5. They lack optimal solutions derived from quantifiable evaluation, as there are no clear and quantifiable specifications (Wagner 1995, Eisenhardt 2000, Carrithers et al. 2008, Lyles 2014)

These criteria apply individually to a multitude of SCs. For example, socio- political aspects in SCs can be concerns about carbon emissions or corporate social responsibility (Simpson et al. 2007, Anner 2012, Cruz 2013). Non-routine operations are transient SCs that are quickly formed for a specific purpose, but change dynamically and can be disbanded quickly (Day et al. 2012); an example could be the SCs for the Olympic Games (Horn 2012). A multitude of stakeholders can be linked to socio- political concerns (Buysse and Verbeke 2005, González-Benito and González-Benito 2006), with both being common concerns in many global SCs, but particularly in service SCs (Maull et al. 2012). While one or more of the five characteristics may occur in various types of SCs, a MSC is here defined as a SC that contains all five of them.

However, this does not preclude certain characteristics from being more prominent than others. While, for the time being, the five characteristics are assumed to be of equal importance, this will have to be explored through primary research.
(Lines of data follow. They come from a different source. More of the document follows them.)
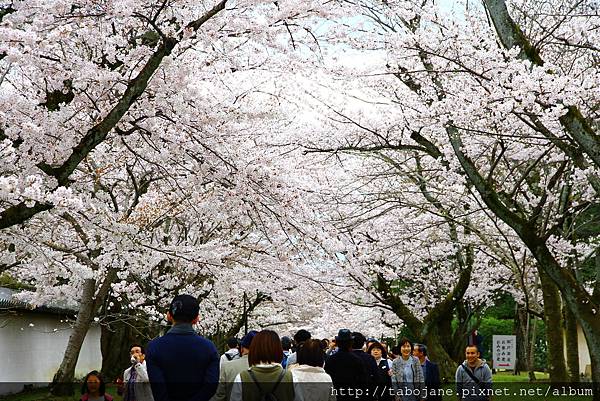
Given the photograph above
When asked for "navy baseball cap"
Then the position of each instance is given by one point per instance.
(247, 340)
(184, 308)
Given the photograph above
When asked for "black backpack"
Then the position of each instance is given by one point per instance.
(264, 396)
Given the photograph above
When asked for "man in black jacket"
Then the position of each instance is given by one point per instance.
(431, 372)
(347, 370)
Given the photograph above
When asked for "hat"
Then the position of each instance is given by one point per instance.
(247, 339)
(184, 308)
(344, 335)
(301, 336)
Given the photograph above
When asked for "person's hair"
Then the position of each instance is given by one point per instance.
(358, 340)
(380, 346)
(403, 341)
(101, 388)
(265, 348)
(232, 342)
(422, 348)
(472, 346)
(137, 345)
(286, 343)
(311, 353)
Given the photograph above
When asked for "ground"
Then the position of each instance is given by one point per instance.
(513, 388)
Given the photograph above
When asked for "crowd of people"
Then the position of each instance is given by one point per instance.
(184, 366)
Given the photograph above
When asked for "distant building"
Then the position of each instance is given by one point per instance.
(585, 367)
(33, 341)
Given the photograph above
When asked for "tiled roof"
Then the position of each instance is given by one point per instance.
(9, 302)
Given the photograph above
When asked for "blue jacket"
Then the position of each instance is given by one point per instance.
(182, 366)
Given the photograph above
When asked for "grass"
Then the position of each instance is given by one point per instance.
(507, 387)
(510, 387)
(506, 376)
(42, 394)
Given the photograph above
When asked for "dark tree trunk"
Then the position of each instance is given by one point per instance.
(62, 384)
(530, 348)
(115, 340)
(521, 334)
(554, 336)
(572, 343)
(438, 354)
The five characteristics identified are depicted in Figure 8 according to the systems complexity and the behavioural complexity they signify. Their descriptors have been shortened for the sake of simplicity and readability. Complexity and

Interdependency as the central part of the framework is connected to all four of the

other elements, as each of these links into the overall complexity of MSCs. Complexity

and Interdependency is a common feature in wicked and messy problems, as well as

CAS, all of which are impossible to adequately understand through reductionism as the individual parts do not have the same properties as the whole. The two dynamic complexity aspects of the framework are also directly linked, as are the two behavioural complexity aspects. Each grouping represents similar and strongly linked aspects of the MSC. Non-Routine Operations occur because there are No Clear and Quantifiable

Specifications, and in turn the lack of routine has an impact on the ability to collect

adequate data on the MSC. The Multitude of Diverse Stakeholder Views has a strong political undertone, while Sociopolitical Impact in turn feeds into aspects of stakeholder management in the MSC. In the following, this conceptual framework will be explored in the context of HL, first by tracing the five characteristics in the extant literature, and, if that step should indicate that HL might be a suitable MSC context, through further primary research. Each of the five characteristics of the proposed conceptual framework is a postulated generative mechanism underlying the “messiness” of SCs.